I have to admit that until today, I’d never made anything with kohlrabi. I seriously had no idea what I was getting myself into when I started peeling that insanely thick skin and yes, I did google how to peel kohlrabi. I was so surprised and excited by the sweet nature and crunchy texture of this vegetable, very similar to jicama. Let’s just say there’s going to be tons of kohlrabi in my future and it should definitely be in yours!
You can use any type of beets you want but the darker the beet, the darker your slaw.
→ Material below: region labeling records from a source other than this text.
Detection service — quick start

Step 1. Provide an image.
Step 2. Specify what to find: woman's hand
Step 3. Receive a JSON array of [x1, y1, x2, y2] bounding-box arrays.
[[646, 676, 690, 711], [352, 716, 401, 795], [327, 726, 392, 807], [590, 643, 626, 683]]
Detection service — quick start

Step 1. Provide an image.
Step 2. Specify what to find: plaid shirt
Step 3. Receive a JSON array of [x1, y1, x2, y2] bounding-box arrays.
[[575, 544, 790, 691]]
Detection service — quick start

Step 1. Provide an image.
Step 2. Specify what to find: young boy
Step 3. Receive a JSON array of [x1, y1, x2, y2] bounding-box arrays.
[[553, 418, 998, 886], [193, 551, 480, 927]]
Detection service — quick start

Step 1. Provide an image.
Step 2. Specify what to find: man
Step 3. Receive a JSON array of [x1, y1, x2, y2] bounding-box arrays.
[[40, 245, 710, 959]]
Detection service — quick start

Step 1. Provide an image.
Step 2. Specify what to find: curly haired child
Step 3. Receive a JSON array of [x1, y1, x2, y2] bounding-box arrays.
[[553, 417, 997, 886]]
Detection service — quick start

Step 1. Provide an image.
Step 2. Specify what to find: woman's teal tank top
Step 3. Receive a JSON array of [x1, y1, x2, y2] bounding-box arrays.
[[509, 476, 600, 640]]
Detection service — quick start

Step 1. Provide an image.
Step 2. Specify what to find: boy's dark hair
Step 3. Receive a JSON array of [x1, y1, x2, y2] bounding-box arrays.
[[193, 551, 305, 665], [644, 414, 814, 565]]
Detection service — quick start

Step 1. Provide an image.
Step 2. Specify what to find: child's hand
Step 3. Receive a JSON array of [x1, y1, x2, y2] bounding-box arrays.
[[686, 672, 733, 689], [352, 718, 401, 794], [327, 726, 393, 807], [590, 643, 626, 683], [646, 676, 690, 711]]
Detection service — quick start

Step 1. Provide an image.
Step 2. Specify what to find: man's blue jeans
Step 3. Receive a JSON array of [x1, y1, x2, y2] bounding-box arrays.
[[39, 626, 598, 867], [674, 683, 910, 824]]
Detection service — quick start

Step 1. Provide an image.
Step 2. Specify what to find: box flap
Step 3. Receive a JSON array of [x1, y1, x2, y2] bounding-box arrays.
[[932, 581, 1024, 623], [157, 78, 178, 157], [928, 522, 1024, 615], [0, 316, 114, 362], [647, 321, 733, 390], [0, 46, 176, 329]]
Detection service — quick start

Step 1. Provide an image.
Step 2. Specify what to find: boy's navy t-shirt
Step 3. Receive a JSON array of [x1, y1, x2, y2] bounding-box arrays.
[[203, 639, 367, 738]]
I went with a red beet this time but I’m going to play with golden beets soon to see how it changes the color of the white kohlrabi.
Love that color contrast!
- 2 cups shredded raw peeled kohlrabi (from 1 kohlrabi)
- 1 cup shredded raw peeled beets (from 1-2 small beets)
- 1/4 cup mayonnaise
- 2 Tbsp apple cider vinegar
- 1 Tbsp honey
- 1/2 Tbsp dijon mustard
- 1/2 tsp salt
- 1/4 cup fresh parsley, chopped
- 1/2 cup golden raisins
- Combine the kohlrabi and beets in a mixing bowl. Note that the beets will dye the kohlrabi red. You can use any kind of beet you want so golden and candy cane beets won’t be as strong of a color as the red beets.
- Whisk together the mayonnaise, apple cider vinegar, honey, dijon mustard and salt then pour over the kohlrabi and beets and lightly stir.
- Add the fresh parsley and golden raisin and stir again. You can eat the slaw right away or refrigerate 1-2 days before serving.